In the setting of tumor, infection, or trauma, a corpectomy of the L5 vertebral body may be necessary. However, the space has an irregular trapezoidal shape, and the failure to account for this may lead to improper fitting of the titanium cages or the allograft struts when performing a reconstruction.


The purpose of this study was to evaluate the failure rate of implants used to reconstruct the anterior lumbar spine when an L5 corpectomy has been performed.


A retrospective review of the medical records and radiographs of 19 consecutive patients undergoing an L5 corpectomy and anterior spinal fusion was performed. The radiographs were reviewed for implant failure and successful fusions.
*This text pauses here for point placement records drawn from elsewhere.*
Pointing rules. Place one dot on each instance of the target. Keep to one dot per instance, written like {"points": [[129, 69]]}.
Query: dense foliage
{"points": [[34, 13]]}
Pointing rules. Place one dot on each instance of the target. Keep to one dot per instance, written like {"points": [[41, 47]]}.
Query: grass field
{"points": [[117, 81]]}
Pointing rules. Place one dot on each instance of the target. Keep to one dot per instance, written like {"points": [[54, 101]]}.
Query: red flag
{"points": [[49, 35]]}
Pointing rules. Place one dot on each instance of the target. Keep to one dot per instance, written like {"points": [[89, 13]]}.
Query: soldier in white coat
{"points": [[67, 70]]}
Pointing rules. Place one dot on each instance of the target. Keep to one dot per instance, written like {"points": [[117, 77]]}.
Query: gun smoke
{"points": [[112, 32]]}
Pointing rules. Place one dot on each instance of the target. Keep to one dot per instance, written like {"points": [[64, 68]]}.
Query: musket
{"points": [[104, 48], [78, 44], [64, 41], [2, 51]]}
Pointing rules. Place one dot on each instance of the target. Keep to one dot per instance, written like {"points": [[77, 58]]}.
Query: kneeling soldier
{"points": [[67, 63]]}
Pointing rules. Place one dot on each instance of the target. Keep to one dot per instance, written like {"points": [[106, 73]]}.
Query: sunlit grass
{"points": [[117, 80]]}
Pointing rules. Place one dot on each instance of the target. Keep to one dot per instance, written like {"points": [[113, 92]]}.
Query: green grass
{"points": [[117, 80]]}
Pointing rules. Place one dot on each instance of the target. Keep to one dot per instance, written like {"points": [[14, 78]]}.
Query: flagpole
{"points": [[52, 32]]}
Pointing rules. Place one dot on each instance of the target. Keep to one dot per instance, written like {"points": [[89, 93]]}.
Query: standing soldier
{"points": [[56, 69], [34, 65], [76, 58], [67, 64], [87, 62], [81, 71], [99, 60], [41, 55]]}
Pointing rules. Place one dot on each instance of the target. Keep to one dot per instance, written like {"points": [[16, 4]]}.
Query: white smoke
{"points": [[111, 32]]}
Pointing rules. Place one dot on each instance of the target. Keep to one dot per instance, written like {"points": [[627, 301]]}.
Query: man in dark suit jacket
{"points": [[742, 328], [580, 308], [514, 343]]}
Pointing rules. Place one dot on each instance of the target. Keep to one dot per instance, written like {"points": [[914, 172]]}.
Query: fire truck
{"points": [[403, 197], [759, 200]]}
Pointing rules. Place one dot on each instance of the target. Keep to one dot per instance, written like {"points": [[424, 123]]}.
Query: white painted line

Cases included osteomyelitis (13), fractures (4), and tumor (2). Anterior reconstruction was performed with a straight cylindrical titanium cage in six cases, allograft in six cases, iliac crest bone graft (ICBG) in two cases, and cages with lordosis built into the cage or end plates in five cases. In the six straight cylindrical titanium cages, four cases had displaced anteriorly, necessitating revision surgery. In the other two cases, both had poor fixation to the sacrum and developed nonunions. In the six reconstructed with allograft, all three fibular struts developed nonunions. In the three reconstructed with humeral or femoral allograft, all patients formed a solid fusion. In the patients reconstructed with ICBG, one formed a nonunion, whereas the other one formed a solid fusion. In the cages with lordosis built into the cage or end plates, all five developed solid fusions.


A corpectomy of L5 resulting in an irregular trapezoidal shape must be accounted for when performing the reconstruction. Use of straight cylindrical cages or allograft with small footprints may lead to an increased rate of failure. When performing the reconstruction, adding approximately 20° to 30° of lordosis to the construct may create a better fit and increase stability and result in an improved fusion rate. If using allograft, using a larger graft with greater end plate contact may also improve fusion rates.